Gervasio lo había dejado correctamente colgado en su habitación, listo para la
función de la noche. Le sentó perfectamente, porque ambos hermanos seguían
siendo idénticos. Ya era media tarde, por lo que decidió marchar al teatro.
Como no tenía para un taxi, tuvo que ir en transporte público.
Todo el mundo,
cargado de regalos como es lo típico para esa época navideña, no dejaba de
mirarle con sorpresa. “¿Sería un chiste? ¿Una curiosa publicidad? ¿Un loco
escapado del manicomio?”, se preguntaban los pasajeros. Asdrúbal tuvo que
poner su mejor cara de desentendido (de tonto) y mirar el techo del vehículo
todo el recorrido para no encontrar las miradas de la gente.
Llegado al teatro,
lo saludaron en francés. “En español. En español está bien”, se apresuró
a responder. Comenzó a sentir que le gustaba mucho su papel. Al rato vino el concertino
a saludarlo: “¡Un gusto, Maestro! Entonces, arrancamos en piano ma non
troppo y luego el tutti lo atacamos en fortissimo, para lograr clima, tal como
quedamos en los ensayos, ¿verdad?” Sin siquiera dudarlo, la respuesta fue
inmediata: “¡Por supuesto!”
Vio que el papel a
actuar no era tan fácil, por lo que se le ocurrió algo para salvar la situación.

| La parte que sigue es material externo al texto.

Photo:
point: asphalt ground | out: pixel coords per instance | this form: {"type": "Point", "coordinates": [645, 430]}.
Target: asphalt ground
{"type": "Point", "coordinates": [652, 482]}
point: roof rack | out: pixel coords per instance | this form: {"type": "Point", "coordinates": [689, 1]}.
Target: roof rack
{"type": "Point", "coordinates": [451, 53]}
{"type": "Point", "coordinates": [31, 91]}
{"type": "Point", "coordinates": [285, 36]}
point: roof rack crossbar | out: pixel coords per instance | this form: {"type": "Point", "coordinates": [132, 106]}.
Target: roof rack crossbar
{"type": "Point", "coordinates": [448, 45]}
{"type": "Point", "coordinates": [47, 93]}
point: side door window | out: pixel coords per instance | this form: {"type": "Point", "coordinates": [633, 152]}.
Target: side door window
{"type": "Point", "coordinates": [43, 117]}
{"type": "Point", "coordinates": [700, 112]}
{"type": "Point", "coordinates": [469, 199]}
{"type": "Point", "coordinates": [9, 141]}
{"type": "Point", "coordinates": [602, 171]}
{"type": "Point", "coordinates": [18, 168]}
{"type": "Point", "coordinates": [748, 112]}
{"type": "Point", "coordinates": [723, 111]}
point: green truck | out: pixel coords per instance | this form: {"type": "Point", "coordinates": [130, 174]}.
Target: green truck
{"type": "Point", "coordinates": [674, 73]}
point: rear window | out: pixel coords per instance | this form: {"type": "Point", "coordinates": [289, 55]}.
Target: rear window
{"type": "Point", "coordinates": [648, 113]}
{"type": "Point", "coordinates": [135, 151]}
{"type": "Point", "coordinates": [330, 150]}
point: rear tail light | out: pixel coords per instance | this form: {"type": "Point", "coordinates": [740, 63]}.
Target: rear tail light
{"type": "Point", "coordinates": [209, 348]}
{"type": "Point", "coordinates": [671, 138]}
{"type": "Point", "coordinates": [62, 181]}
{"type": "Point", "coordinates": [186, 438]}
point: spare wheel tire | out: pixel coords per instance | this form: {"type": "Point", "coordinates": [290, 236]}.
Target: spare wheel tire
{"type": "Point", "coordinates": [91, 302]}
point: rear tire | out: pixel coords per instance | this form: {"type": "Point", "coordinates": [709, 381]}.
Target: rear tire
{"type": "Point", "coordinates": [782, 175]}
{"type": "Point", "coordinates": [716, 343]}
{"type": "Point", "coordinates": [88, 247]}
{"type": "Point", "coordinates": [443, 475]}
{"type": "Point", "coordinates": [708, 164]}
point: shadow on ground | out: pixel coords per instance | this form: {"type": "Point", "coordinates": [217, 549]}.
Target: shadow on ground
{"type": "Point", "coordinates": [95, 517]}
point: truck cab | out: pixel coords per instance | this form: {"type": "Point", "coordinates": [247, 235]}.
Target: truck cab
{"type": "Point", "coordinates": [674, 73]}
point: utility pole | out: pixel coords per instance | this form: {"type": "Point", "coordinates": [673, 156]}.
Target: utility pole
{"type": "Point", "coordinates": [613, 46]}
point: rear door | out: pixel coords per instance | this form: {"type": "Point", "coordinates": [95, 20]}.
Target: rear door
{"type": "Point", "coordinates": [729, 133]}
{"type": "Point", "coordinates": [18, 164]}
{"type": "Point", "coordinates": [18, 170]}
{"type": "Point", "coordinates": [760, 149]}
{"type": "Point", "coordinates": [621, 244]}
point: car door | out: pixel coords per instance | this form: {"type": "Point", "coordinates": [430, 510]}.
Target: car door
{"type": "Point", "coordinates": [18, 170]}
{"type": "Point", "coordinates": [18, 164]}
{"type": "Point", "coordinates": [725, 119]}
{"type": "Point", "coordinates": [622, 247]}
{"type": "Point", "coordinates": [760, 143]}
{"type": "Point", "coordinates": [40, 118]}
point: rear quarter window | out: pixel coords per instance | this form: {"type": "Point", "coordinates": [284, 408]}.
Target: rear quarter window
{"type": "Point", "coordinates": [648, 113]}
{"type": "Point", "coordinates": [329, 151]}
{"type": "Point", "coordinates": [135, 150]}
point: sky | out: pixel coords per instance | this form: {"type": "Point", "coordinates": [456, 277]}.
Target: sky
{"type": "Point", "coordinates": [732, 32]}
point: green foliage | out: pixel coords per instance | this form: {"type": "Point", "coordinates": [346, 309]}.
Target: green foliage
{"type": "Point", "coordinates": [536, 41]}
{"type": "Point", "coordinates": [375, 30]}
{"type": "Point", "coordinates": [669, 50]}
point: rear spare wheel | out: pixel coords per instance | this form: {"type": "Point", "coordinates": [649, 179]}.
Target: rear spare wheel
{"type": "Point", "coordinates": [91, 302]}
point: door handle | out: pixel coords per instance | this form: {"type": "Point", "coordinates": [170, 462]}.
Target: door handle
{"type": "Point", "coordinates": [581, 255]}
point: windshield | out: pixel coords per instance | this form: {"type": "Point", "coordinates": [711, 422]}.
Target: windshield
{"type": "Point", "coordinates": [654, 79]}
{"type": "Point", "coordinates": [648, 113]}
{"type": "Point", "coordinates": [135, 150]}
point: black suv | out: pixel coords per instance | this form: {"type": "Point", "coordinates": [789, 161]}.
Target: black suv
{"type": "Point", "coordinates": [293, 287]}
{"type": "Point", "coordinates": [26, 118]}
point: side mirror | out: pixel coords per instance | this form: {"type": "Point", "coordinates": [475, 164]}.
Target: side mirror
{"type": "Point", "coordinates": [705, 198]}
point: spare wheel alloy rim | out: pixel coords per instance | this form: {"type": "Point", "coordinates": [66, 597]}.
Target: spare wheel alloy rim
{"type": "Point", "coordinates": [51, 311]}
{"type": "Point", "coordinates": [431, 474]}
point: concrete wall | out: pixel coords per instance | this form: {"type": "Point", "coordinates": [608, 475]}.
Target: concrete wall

“Como suelo hacer siempre en mis conciertos, prefiero quedarme en silencio,
concentrado, y en una habitación yo solito, hasta el momento de entrar en
escena”. Los rodeantes se miraron algo sorprendidos, pero no dudaron en
consentirlo. “Por supuesto. Como usted diga, Maestro”.
Sintió que
respiraba. Quedó solo en un lujoso cuarto, pequeño, muy bien iluminado. Una
mujer, con ceremonial respeto, le ofreció algo de tomar. “Jugo de tomate”
pidió. Sabía que esa era una bebida preferida por su hermano.
Entre sudores
fríos, un ensayo mental de qué haría ya en el escenario, las hipótesis que
barajaba por si se descubría todo, y la seguridad que estaba actuando en lo correcto,
llegó el momento en que tocaron a la puerta para avisarle que era su turno.
Salió a escena.
Los músicos se pusieron de pie para recibirlo, y el público comenzó a aplaudir
rabiosamente. La sensación que tuvo el impostor director fue fabulosa. Una
bocanada de seguridad, de energía. Envidió a su hermano, que vivía esas
situaciones continuamente. “¿Por qué a mí
me tocó ser un empleaducho?”, se maldijo,
al mismo tiempo que pensaba aprovechar al máximo los pocos minutos que duraría
su actuación. Esa tarde, mientras se ponía el frac, buscó alguna información en
internet sobre la obra que ahora iba a dirigir. Felizmente era corta: no más de
cinco minutos. No era particularmente complicada; al menos, eso creía viendo
alguna grabación de su hermano que encontró por allí.
Tenía alguna idea,
muy parcial, de lo que hacía un director delante de la orquesta. Igual que
Gervasio, dirigiría con batuta (así se lo había visto hacer a su hermano). Los
nervios lo tensaban, pero juntó fuerzas, y la ejecución comenzó. Como era una
muy acompasada orquesta con largos años de ensayo, las cosas salieron bien. Algún
músico tuvo una rara sensación, porque el director parecía excesivamente
histriónico. De todos modos, eso no impidió una brillante interpretación. En
realidad, nadie sospechó nada. Los aplausos se prolongaron interminables. Tal
como había visto hacer en algunos videos, y también a Gervasio, Asdrúbal saludó
con un apretón de manos al primer violín, hizo poner de pie a todos los
músicos, y saludó reiteradas veces con profundas inclinaciones de cabeza. No
hubo bis, con lo que los integrantes de la orquesta quedaron sorprendidos:
habían ensayado dos obras más, que inexplicablemente no se ejecutaron. Cuando
ya luego de la función los organizadores le preguntaron el porqué de ese rápido
retiro sin interpretaciones fuera de programa, dijo con nerviosismo: “en otro momento se los voy a explicar”.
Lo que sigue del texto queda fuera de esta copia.